Une autre difficulté est que la stabilité financière mondiale se construit sur une monnaie de réserve principale. Même si l'euro a été créé comme une devise alternative au dollar US et même si la Chine a émergé comme une nouvelle puissance mondiale, le dollar US reste la principale monnaie de réserve.
L'organisation monétaire internationale (sauf en Chine) est aujourd'hui basée sur la flexibilité des changes, l'absence de contrôle des capitaux, le ciblage de l'inflation.

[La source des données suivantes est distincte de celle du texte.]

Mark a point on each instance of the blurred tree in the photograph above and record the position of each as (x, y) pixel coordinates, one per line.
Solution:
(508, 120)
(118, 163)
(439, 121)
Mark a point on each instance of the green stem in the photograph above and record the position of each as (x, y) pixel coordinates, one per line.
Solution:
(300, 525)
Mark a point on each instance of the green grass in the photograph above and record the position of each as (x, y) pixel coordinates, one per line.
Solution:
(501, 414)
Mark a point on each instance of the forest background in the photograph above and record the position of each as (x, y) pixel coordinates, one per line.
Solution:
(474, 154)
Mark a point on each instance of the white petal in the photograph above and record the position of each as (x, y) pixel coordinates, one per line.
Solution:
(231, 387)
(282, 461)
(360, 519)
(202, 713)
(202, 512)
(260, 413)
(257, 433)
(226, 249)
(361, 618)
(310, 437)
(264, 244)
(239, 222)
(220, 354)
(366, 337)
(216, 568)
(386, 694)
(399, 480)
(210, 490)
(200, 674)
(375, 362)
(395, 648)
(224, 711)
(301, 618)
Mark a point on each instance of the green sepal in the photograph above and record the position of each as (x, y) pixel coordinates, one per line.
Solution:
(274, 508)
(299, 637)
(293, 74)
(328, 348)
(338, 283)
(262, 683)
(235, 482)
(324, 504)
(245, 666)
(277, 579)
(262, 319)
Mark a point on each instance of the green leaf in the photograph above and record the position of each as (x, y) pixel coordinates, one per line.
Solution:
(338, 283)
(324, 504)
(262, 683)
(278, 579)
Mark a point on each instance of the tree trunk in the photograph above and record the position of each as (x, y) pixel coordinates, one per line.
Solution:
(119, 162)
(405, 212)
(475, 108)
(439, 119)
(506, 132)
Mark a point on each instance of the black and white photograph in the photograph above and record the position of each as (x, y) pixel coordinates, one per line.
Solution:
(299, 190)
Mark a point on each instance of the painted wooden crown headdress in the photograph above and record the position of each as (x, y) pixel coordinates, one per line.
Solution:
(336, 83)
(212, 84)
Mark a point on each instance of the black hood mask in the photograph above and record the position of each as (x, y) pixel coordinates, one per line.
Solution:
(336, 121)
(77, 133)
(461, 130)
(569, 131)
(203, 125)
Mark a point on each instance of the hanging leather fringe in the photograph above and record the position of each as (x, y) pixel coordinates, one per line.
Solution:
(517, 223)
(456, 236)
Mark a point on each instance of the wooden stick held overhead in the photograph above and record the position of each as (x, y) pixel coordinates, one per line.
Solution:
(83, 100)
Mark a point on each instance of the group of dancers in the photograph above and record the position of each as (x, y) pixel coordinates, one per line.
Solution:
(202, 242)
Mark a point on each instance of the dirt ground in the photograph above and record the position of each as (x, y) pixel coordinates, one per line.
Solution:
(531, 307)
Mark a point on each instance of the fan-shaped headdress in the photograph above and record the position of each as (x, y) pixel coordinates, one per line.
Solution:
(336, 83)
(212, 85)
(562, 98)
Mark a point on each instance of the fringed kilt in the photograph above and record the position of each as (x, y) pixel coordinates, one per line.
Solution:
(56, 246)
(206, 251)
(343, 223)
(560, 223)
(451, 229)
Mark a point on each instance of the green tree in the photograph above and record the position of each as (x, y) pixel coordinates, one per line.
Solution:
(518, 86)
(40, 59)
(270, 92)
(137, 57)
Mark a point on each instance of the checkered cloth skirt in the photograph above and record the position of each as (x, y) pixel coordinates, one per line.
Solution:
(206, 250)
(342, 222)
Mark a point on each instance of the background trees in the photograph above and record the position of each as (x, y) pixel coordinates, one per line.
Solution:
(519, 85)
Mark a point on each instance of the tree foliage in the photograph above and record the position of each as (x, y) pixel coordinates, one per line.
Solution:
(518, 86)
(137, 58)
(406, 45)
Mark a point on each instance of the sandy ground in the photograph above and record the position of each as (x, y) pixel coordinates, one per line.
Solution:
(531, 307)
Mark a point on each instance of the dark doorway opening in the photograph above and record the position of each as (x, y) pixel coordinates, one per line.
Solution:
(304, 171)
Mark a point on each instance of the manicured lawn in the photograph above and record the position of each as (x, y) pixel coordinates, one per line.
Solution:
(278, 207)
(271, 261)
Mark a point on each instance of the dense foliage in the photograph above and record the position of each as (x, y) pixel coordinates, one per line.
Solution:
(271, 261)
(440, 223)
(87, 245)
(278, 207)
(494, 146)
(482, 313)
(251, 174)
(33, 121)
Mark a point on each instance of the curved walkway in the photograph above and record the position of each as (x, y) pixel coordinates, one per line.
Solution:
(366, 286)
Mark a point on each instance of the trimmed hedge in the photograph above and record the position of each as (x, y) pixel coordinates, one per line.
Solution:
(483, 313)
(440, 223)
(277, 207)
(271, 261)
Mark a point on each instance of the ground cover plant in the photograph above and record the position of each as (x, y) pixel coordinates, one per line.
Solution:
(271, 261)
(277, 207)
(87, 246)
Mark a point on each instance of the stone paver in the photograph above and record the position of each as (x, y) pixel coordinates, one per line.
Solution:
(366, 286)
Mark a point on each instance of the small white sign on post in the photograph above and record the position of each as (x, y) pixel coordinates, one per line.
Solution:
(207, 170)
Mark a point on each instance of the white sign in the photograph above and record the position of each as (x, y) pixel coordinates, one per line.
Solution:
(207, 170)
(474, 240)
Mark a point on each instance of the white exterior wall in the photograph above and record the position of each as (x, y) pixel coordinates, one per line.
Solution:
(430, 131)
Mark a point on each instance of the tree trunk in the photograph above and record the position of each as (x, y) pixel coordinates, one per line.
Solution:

Cette organisation devient dangereuse : avec l'importance de la liquidité créée par les banques centrales, la taille des flux de capitaux internationaux est devenue considérable et ces flux de capitaux déstabilisent les taux de change et les économies.
Le système monétaire international devrait être réorganisé en vue de pouvoir gérer les dysfonctionnements relatifs à la liquidité, aux taux de change et aux réserves internationales. La liquidité du système monétaire international a été initialement déterminée par les découvertes d'or et le taux de production, puis par les fluctuations du dollar US. Une nouvelle configuration devrait être définie pour ce système monétaire international émergent, sur la base de plusieurs monnaies de réserve importantes dans les transactions financières internationales. Les profonds déséquilibres mondiaux auxquels nous sommes confrontés prouvent l'inefficacité des taux de change flottants dans une économie mondiale financiarisée.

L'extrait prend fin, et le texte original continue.